- Education: University of North Carolina, Chapel Hill (BA) University of Michigan (MA, PhD)
- Scientific career
- Institutions: University of North Carolina, Chapel Hill
- Thesis: Racial Socialization, Perceptions of School Discrimination and the Educational Outcomes of African American Male and Female Adolescents (2005)

= Shauna Cooper =

American psychologist

Shauna Michelle Cooper is an American psychologist at the University of North Carolina at Chapel Hill. Her research considers how race, culture and context influence the development of African-American young people. She is co-Editor in Chief of Child Development, the flagship journal of the Society for Research in Child Development (SRCD).

== Early life and education ==
Cooper studied psychology at the University of North Carolina at Chapel Hill. Her honors essay considered what influences academic disidentification (i.e. the rejection of academic identity). She moved to the University of Michigan for her graduate studies, where she focussed on developmental psychology and completed her PhD in Psychology in 2005. Her dissertation on racial socialization and perceptions of school discrimination was mentored by Stephanie J. Rowley.

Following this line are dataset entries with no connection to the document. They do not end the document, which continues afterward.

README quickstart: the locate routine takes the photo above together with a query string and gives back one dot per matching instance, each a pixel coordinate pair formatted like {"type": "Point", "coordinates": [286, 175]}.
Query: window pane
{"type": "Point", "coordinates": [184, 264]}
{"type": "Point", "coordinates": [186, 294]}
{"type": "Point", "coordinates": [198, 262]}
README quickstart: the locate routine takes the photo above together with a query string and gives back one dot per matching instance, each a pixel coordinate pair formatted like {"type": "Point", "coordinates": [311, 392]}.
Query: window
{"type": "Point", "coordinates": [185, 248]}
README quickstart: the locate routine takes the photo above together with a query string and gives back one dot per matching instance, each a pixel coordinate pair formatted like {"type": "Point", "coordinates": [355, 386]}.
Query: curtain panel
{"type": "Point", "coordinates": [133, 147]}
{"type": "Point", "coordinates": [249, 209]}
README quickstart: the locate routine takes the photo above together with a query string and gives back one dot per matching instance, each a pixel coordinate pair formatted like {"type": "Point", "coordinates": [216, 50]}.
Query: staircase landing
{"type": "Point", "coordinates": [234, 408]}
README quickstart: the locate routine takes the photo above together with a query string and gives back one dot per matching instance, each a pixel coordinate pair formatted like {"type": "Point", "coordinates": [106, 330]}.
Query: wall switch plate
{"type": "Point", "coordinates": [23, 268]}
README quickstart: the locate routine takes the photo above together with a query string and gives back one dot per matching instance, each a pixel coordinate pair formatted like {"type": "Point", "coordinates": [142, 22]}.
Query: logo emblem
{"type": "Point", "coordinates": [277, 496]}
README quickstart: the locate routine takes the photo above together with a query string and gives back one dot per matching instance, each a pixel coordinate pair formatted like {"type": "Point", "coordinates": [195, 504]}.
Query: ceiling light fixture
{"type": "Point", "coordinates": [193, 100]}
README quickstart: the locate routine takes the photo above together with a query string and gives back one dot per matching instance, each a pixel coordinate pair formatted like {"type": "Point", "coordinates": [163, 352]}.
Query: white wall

In 2005 Cooper was appointed an Eunice Kennedy Shriver National Institute of Child Health and Human Development Fellow at the University of North Carolina at Chapel Hill.

== Research and career ==
In 2007 Cooper joined the University of South Carolina as an assistant professor in psychology. She was awarded an National Science Foundation CAREER Award to investigate how the engagement of African-American fathers impacted the social adjustment and academic attainment of early adolescents.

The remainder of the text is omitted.